Fighters with a Kurdish separatist militant group that has waged a decades-long insurgency in Turkey began laying down their weapons in a symbolic ceremony on Friday in northern Iraq, the first concrete step toward a promised disarmament, as part of a peace process.
The Kurdistan Workers’ Party (PKK) announced in May that it would disband and renounce armed conflict, ending four decades of hostilities. The move came after PKK leader Abdullah Ocalan, who has been imprisoned on an island near Istanbul since 1999, urged his group in February to convene a congress, and formally disband and disarm.
Ocalan renewed his call in a video message broadcast on Wednesday, saying: “I believe in the power of politics and social peace, not weapons.”
Photo: Rudaw TV via AP
Most journalists were not allowed at the site of Friday’s ceremony, in the mountains of Sulaymaniyah Province in northern Iraq’s semiautonomous Kurdish region.
Footage from the event showed fighters casting rifles and machine guns into a large cauldron, where they were then set ablaze.
The PKK issued a statement from the fighters who were laying down their weapons, saying that they had disarmed “as a gesture of goodwill and a commitment to the practical success” of the peace process.
“We will henceforth continue our struggle for freedom, democracy, and socialism through democratic politics and legal means,” the statement said.
The state-run Iraqi News Agency reported that 30 fighters had disarmed “symbolically” on Friday, and that the continuing disarmament process “will take place in stages.”
The process is expected to be completed by September, the agency reported.
Turkish Nationalist Movement Party leader Devlet Bahceli, who initiated the peace process, welcomed the ceremony, saying that it marks “historic developments that signal the end of a dark era.”
Bahceli, who has traditionally maintained a hard-line stance against the PKK, surprised everyone in October last year when he suggested in parliament that Ocalan could be granted parole if he renounced violence and disbanded the PKK.
Turkish President Recep Tayyip Erdogan called Friday’s ceremony an “important step toward our goal of a terrorism-free Turkey.”

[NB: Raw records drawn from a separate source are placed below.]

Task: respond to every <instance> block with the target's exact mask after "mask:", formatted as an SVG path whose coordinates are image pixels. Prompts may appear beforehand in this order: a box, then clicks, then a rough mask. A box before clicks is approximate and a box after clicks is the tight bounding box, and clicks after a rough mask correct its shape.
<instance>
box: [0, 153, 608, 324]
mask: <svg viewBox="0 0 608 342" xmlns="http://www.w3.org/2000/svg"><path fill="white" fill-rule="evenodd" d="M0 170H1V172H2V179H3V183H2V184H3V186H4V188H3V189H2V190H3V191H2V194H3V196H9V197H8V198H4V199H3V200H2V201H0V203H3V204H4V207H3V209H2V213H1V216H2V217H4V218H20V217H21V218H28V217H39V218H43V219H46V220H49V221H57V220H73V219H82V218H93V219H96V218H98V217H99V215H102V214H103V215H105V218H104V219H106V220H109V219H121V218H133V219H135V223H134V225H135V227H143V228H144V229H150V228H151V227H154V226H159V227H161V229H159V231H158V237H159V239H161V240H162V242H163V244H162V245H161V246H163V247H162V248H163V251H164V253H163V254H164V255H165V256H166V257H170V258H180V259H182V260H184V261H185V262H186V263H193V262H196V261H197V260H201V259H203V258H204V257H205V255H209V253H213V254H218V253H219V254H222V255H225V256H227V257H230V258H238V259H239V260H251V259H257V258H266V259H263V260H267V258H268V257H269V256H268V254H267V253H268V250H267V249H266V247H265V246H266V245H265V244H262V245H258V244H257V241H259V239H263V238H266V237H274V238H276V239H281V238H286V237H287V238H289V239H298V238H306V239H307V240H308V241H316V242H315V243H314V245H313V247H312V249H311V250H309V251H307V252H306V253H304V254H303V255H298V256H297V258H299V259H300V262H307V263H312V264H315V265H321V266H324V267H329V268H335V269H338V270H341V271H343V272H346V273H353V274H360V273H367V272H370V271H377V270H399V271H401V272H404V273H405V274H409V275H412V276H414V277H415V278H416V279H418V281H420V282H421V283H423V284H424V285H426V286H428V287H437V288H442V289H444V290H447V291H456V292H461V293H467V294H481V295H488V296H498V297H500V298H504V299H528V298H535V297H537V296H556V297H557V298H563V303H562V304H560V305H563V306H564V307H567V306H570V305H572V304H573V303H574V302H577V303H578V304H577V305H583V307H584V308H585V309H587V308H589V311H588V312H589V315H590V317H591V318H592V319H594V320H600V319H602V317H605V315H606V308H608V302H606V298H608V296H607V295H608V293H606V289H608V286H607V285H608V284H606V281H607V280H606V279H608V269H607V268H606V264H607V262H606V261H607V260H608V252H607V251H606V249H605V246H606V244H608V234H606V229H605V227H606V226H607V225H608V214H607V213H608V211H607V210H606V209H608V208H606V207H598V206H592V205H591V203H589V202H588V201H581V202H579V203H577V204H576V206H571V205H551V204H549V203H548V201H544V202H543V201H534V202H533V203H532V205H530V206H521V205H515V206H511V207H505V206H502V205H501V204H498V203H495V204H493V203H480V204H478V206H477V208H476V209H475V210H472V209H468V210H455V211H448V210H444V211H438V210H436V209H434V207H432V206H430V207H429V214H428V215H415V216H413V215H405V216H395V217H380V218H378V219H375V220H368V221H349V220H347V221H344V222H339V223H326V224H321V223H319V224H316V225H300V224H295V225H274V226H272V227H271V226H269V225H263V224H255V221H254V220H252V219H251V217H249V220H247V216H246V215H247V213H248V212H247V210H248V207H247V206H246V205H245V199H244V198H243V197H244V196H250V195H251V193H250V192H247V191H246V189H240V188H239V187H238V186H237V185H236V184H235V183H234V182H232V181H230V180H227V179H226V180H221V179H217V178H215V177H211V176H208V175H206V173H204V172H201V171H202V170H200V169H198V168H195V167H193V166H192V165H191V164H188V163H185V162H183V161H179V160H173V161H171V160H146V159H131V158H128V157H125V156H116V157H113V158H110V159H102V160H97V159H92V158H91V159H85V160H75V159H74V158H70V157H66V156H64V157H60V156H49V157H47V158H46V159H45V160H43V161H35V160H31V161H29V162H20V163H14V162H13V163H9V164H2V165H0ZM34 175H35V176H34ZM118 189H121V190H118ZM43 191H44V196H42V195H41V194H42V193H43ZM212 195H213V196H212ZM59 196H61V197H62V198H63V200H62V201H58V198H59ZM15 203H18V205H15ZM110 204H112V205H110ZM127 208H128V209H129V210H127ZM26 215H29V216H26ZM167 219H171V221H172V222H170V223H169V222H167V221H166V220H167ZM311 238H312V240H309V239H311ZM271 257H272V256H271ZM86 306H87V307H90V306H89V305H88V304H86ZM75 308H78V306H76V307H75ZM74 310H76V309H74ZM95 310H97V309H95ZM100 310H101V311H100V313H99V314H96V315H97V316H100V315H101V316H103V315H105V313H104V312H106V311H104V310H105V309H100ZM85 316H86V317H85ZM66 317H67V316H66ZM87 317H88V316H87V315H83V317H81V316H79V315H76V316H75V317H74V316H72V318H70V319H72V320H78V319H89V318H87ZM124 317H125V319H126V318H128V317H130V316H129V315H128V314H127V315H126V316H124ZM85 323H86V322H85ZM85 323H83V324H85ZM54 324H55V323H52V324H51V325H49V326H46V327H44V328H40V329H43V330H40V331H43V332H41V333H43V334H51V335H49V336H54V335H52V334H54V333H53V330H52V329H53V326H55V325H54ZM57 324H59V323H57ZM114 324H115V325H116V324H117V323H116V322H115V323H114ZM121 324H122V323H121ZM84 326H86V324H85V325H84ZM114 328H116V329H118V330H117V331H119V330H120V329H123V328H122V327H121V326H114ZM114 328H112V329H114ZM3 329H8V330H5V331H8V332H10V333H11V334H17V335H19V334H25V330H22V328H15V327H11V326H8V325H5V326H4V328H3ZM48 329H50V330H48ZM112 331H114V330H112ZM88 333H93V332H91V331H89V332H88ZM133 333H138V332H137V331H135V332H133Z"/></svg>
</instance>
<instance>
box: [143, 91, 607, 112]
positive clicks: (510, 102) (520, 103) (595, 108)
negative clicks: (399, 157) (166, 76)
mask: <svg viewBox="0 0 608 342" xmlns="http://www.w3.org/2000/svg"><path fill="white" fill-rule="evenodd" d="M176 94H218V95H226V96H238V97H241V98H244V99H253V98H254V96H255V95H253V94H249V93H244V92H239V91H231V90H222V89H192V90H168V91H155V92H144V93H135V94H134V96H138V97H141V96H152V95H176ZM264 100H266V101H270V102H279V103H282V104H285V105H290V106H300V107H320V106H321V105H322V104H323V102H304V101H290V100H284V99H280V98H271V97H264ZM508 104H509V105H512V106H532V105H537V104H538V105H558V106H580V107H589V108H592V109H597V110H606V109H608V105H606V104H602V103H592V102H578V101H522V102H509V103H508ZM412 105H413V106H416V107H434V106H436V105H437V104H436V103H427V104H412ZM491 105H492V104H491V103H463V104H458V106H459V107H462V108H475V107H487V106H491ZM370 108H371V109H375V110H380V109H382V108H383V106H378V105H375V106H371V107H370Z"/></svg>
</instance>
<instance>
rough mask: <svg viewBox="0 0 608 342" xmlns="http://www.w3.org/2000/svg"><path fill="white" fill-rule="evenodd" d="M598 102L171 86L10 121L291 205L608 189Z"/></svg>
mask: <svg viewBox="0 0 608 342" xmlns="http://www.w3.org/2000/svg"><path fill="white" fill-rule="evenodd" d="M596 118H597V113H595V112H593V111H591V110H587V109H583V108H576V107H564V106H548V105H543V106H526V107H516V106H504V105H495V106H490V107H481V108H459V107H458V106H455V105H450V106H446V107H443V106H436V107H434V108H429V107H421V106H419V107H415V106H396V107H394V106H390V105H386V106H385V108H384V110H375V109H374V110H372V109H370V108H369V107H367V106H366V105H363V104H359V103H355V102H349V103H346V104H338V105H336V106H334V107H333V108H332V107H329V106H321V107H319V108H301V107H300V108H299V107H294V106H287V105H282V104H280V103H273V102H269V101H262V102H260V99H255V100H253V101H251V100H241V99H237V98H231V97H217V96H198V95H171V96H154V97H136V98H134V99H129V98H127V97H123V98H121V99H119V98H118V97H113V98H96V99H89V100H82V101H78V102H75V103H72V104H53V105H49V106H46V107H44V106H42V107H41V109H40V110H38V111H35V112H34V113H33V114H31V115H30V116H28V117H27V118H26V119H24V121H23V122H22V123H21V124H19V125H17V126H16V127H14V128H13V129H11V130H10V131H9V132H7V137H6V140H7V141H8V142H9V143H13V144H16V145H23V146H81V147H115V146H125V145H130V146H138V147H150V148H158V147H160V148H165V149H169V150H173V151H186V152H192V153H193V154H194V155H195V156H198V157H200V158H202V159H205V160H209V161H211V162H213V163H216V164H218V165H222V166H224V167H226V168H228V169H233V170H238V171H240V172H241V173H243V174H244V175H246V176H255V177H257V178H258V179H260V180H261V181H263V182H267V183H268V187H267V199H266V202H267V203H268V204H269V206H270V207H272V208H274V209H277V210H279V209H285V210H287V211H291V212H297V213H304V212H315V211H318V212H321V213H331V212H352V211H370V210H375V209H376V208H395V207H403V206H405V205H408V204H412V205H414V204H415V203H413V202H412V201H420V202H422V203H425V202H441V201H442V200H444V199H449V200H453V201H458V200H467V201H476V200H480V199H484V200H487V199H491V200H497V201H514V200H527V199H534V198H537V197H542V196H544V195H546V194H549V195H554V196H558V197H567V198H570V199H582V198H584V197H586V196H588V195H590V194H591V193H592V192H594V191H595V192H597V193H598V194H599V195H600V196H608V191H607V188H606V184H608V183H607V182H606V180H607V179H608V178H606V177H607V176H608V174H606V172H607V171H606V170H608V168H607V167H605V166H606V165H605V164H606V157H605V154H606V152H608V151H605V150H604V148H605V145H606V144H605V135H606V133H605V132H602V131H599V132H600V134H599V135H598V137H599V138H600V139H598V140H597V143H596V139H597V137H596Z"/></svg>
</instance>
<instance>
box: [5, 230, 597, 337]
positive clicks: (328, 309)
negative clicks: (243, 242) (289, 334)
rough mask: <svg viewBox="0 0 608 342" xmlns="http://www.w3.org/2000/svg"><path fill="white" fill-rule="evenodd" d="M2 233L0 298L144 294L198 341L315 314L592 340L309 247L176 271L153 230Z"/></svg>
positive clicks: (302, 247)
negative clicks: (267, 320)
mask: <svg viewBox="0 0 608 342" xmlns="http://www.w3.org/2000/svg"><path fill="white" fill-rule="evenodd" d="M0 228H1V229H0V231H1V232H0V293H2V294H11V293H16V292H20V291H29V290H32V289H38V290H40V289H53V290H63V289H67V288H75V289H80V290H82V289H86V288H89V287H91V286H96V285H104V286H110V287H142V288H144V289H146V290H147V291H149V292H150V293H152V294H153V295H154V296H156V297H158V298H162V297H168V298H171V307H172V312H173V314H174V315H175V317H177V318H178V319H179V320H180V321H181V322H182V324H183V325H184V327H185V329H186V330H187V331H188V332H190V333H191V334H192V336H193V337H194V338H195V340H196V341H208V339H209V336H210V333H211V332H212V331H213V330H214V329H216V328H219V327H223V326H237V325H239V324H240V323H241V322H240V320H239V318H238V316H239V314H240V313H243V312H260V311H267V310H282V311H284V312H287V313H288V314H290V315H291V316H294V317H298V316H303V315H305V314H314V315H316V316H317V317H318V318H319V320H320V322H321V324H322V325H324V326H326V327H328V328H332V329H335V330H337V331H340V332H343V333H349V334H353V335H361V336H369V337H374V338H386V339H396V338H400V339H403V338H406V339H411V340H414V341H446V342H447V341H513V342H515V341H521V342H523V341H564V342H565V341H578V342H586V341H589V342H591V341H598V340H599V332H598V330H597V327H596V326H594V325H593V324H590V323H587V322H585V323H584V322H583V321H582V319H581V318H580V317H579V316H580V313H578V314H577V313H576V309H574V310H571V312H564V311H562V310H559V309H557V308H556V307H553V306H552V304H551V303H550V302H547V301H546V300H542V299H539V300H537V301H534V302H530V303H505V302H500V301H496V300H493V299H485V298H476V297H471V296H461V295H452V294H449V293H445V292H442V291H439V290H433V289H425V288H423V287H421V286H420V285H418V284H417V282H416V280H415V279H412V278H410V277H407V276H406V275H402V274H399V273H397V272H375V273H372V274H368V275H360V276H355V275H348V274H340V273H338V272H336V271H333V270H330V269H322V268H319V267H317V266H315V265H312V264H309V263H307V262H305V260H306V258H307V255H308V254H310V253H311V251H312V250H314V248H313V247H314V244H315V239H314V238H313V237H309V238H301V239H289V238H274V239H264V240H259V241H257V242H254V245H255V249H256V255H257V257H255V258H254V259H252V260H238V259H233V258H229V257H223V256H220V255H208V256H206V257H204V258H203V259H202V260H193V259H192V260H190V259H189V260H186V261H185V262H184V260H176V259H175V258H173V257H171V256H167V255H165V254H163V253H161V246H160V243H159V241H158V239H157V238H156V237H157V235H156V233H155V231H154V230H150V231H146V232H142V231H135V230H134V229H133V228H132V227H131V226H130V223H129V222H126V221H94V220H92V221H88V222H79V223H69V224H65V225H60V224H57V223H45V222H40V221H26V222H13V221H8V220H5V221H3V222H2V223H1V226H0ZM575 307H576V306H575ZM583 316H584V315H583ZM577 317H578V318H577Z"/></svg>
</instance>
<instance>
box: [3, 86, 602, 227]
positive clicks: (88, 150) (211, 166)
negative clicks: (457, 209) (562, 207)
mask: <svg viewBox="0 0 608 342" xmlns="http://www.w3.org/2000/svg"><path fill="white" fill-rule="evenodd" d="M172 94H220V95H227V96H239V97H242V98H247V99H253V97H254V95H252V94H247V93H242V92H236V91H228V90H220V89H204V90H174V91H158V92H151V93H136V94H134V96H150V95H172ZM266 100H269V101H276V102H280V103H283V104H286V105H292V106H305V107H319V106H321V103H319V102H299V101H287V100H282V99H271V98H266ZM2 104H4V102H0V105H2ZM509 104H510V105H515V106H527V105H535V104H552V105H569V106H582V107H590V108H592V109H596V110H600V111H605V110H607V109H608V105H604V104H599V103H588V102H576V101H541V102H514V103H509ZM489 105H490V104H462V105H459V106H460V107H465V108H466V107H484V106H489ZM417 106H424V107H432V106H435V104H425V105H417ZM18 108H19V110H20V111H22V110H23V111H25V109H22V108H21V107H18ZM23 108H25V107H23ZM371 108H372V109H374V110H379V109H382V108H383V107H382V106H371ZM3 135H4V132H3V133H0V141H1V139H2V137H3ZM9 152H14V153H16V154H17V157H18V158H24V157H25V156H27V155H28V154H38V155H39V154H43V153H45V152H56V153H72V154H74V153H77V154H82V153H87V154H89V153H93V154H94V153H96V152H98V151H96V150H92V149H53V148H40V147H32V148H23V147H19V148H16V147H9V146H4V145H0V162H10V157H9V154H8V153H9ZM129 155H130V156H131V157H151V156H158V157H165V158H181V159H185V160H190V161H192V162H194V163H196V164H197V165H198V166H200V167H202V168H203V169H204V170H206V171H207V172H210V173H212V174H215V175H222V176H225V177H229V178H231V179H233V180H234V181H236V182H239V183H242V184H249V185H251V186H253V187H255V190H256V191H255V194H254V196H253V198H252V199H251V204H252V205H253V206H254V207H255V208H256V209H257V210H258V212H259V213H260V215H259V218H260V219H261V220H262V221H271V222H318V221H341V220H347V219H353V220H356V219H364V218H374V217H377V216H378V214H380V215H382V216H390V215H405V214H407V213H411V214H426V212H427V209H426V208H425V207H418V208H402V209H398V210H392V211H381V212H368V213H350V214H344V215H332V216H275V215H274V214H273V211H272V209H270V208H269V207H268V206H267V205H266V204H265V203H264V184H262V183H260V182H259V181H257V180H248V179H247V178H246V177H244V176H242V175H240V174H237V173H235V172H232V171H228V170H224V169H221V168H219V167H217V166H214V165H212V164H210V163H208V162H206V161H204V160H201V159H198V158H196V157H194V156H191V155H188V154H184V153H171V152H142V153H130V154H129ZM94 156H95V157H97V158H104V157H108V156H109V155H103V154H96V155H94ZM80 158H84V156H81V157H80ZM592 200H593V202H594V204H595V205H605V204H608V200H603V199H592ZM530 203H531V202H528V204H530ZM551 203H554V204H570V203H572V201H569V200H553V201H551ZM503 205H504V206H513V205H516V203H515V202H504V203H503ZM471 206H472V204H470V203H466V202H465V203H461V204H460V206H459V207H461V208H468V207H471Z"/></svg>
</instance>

The PKK has waged an armed insurgency against Turkey since 1984, initially with the aim of establishing a Kurdish state in the southeast of the country. Over time, the objective evolved into a campaign for autonomy and rights for Kurds within Turkey.
The conflict between militants and state forces, which has spread beyond Turkey’s borders into Iraq and Syria, has killed tens of thousands of people. The PKK is considered to be a terrorist organization by Turkey, the US and the EU.
Previous peace efforts between Turkey and the PKK have ended in failure.
Scores of villages have emptied as a result of the violence. Displaced Kurdish Iraqis have voiced hopes that the peace process would finally allow them to go home.
Officials have spoken of a five-part peace process with the PKK, with the first phase being the political initiative launched by Bahceli, followed by Ocalan’s message in February urging the PKK to abandon the armed struggle.
The next two steps would focus on legal reintegration of the PKK fighters and long-term healing and reconciliation efforts.